Undici e quarantasei del mattino. Il servizio in camera mi ha appena portato la mia colazione all’europea: caffè, succo d’arancia, tartine con burro e marmellata di mirtilli, e io me ne sto seduto, col cervello intorpidito, a mangiare e bere come se fossi un uomo normale, non un pazzo.

Lo strano è che adesso, che il peggio del dolore è passato, adesso, seduto allo scrittoio con la spiaggia battuta dal sole sotto gli occhi, e le onde dell’oceano azzurro che si frangono bianche sulla sabbia grigia, adesso, mentre sarebbe logico aspettarsi che la razionalità del giorno avesse scacciato l’idea, l’idea invece resiste. Perché, non so.

Insomma, guardiamoci in faccia: nella summenzionata fredda luce del giorno, l’idea appare come la progenitrice di tutte le idee svitate. Tornare indietro nel tempo? Fino a che punto si può diventare scemi? Eppure, una profonda, indefinibile convinzione mi sprona. Non ho idea di come un’idea simile possa avere senso, però per me lo ha.

Prove a sostegno della mia ottimistica convinzione? Ben poche. Eppure, quell’unico fatto mi sembra sempre più grande ogni volta che ci penso: lei mi ha guardato come se mi conoscesse e, quella stessa sera, è morta di infarto.

Un pensiero improvviso.

“Perché non mi ha parlato?”

Non essere ridicolo.

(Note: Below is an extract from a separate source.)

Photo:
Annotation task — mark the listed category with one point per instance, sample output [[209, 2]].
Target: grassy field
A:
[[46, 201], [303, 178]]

Come poteva farlo? Quasi sulla novantina, parlare a un ragazzo non ancora ventenne di un amore che potevano avere vissuto cinquantasette anni prima?

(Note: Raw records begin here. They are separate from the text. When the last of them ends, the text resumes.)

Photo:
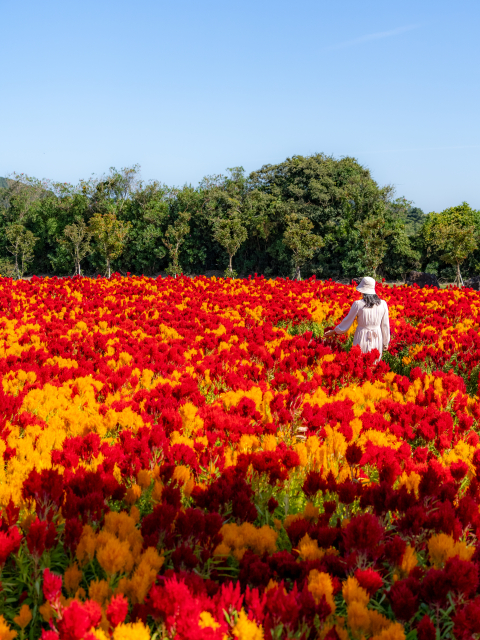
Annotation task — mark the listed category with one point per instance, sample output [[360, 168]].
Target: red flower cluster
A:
[[186, 457]]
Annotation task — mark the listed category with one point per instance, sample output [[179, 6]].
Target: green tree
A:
[[303, 244], [373, 233], [453, 233], [21, 244], [7, 268], [334, 195], [174, 238], [230, 233], [110, 235], [76, 241], [225, 202]]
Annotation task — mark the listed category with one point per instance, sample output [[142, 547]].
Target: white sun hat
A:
[[367, 285]]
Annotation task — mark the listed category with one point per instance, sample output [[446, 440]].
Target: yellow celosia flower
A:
[[357, 618], [72, 578], [46, 611], [238, 537], [310, 512], [157, 491], [115, 557], [5, 632], [99, 590], [86, 547], [181, 474], [411, 481], [441, 547], [269, 442], [143, 478], [246, 629], [24, 617], [378, 622], [132, 494], [207, 620], [353, 592], [131, 631], [394, 632], [99, 634], [135, 514], [308, 549], [409, 560], [319, 585]]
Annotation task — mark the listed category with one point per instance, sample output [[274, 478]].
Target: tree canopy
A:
[[232, 221]]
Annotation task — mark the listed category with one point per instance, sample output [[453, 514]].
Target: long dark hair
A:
[[371, 299]]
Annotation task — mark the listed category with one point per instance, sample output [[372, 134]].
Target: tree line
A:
[[307, 215]]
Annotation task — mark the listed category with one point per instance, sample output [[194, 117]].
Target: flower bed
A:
[[189, 458]]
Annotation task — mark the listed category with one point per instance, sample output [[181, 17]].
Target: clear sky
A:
[[187, 88]]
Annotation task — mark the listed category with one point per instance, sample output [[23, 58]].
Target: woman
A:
[[373, 330]]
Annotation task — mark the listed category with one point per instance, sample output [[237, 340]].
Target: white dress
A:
[[373, 330]]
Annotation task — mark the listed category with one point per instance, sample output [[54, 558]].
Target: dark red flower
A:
[[52, 585], [369, 579], [426, 629]]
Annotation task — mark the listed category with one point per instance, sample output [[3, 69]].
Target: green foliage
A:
[[21, 242], [76, 241], [110, 234], [230, 233], [174, 238], [266, 220], [373, 232], [7, 268], [303, 244], [453, 233]]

Fossi stato al suo posto, avrei fatto la stessa cosa: sarei rimasto zitto, per poi morire.

Un’altra riflessione.

Ancora più difficile da accettare.

Se davvero ho fatto tutto questo, non sarebbe più pietoso non tornare indietro? La sua vita continuerebbe, indisturbata. Forse lei non arriverebbe alle stesse vette di celebrità, ma se non altro…

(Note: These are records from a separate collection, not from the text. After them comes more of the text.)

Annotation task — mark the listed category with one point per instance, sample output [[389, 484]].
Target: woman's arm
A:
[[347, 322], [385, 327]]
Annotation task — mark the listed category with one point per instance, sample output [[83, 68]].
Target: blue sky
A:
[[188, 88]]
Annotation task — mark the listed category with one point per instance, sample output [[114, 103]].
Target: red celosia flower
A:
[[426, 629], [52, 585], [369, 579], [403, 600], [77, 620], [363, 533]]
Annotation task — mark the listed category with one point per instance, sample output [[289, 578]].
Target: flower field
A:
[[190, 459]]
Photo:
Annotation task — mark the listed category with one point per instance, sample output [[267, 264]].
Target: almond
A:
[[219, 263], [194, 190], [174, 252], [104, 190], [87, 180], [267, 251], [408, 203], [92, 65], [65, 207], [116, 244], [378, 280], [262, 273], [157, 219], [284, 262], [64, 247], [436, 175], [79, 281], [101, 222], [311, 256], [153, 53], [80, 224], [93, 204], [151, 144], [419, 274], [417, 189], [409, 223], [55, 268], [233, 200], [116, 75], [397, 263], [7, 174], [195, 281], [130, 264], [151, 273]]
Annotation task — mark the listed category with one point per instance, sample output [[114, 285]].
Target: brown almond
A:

Ho dovuto interrompermi per ridere.

Con quanta indifferenza me ne sto qui a parlare di cambiare la storia.

Un’altra considerazione.

Realizzare la mia idea mi appare più possibile che mai.

Ho letto quei libri. Molti sono stati pubblicati decenni fa, addirittura una generazione fa.

Ciò che è stato fatto a Elise è già stato fatto.

Quindi, non ho scelta.

“Devo” tornare indietro.

Ho dovuto ridere un’altra volta. Rido ancora, mentre parlo. Non una risata divertita, vero; più la risata che denota la presenza di un pazzo.

Stabilito questo, esaminiamo la gatta da pelare nei particolari.

Per quanto io voglia o senta o creda di poter fare, la mia mente e il mio corpo, ogni mia cellula sanno che è il 1971.

Come potrei liberarmi da questo condizionamento?